We have a DM368 IPNC based camera design, with Appro’s 3.012 release which is based on MontaVista Pro 5 / Linux 2.6.18
- A production lot built with Samsung Nand K9F1G08U0D-SCB0 seems to be ok
- A production lot built with Micron Nand mt29f2g08abaeawp-it worked fine initially but after a number of months there seems to have a high incidence of errors preventing bootup
- If we check the console, usually there is an error message from SquashFS about a specific block. Each board with this issue reports a different block, but for a given board the error is consistent.
-
If we use uBoot commands to read the data from NAND to RAM and then write it back to NAND, the error disappears
- This happens with boards that were powered up and working continuously for months, as well as boards that were never powered up after successful initial programming and test. So the issue is not due to spurious writes corrupting the NAND, and even if there were any spurious writes, then the NAND data would be altered in a way that the simple reading and re-writing under uBoot wouldn't be able to fix it.

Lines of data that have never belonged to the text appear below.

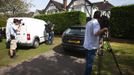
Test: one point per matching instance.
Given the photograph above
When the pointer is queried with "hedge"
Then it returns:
(64, 20)
(3, 20)
(122, 19)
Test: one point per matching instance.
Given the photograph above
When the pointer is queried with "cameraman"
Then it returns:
(91, 40)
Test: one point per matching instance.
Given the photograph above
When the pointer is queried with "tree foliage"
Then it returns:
(13, 7)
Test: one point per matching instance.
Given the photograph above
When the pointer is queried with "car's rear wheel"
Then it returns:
(36, 43)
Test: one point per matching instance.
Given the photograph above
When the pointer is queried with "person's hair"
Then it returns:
(97, 14)
(16, 21)
(12, 36)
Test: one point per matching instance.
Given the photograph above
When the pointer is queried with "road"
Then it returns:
(53, 62)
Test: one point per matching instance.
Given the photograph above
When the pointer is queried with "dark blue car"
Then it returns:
(73, 38)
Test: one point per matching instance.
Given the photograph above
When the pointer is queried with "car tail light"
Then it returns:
(28, 37)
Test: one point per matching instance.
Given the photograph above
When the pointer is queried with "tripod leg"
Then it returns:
(116, 61)
(100, 55)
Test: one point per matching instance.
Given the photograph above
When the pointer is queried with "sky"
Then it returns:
(41, 4)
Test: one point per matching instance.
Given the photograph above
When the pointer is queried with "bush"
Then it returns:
(122, 19)
(64, 20)
(3, 20)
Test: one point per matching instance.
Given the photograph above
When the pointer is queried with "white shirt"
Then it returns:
(91, 41)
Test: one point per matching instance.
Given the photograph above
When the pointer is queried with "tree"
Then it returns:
(13, 7)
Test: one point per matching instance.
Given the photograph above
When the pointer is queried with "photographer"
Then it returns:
(91, 40)
(50, 32)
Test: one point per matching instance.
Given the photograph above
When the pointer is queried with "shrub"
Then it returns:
(122, 19)
(64, 20)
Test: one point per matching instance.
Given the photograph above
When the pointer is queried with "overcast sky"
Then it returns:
(41, 4)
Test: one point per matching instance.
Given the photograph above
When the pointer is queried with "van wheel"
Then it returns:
(36, 43)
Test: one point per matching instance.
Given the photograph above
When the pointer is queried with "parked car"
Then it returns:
(32, 31)
(73, 38)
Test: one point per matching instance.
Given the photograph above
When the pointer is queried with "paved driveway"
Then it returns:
(54, 62)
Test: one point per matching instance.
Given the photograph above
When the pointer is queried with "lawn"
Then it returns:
(22, 54)
(125, 56)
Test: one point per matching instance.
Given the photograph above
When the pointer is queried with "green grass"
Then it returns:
(125, 56)
(22, 54)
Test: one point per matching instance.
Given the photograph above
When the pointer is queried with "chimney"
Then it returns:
(65, 4)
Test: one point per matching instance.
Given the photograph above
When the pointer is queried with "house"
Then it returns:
(78, 5)
(54, 7)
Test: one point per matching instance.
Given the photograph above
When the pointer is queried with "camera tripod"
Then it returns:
(106, 46)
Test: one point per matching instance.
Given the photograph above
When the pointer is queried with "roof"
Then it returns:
(72, 1)
(58, 5)
(103, 5)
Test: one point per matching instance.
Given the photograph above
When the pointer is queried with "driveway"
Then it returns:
(53, 62)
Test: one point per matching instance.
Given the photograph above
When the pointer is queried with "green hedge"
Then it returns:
(3, 20)
(122, 19)
(64, 20)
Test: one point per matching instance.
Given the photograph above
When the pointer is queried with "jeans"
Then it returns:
(89, 61)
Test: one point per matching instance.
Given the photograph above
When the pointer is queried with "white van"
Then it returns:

- This happens with boards that had bad blocks in the original bad block table, and boards that had no bad blocks in the factory bad block table.
Based on the above facts, I am guessing that there is some ECC error correction happening when uBoot reads the NAND, but not happening when the Kernel loads the SquashFS. Has anyone encountered this before ?
I understand that file systems other than SquashFS have more redundancy. My issue is not with SquashFS, but with making sure that the errors are corrected long before the file system sees them
I was under the impression that the listed Samsung and Micron NANDs are both ok. Is there possibly a subtle timing or operation difference ?
I am aware of the update to UBL to fix an ECC issue, and our UBL has that already. Evidently the problem is not in UBL or uBoot but in the Kernel.
I am also aware that there are newer versions of the Appro release, with newer Kernel, however that would mean a lot of changes for us, which might introduce new problems.
Thanks for any help or insights.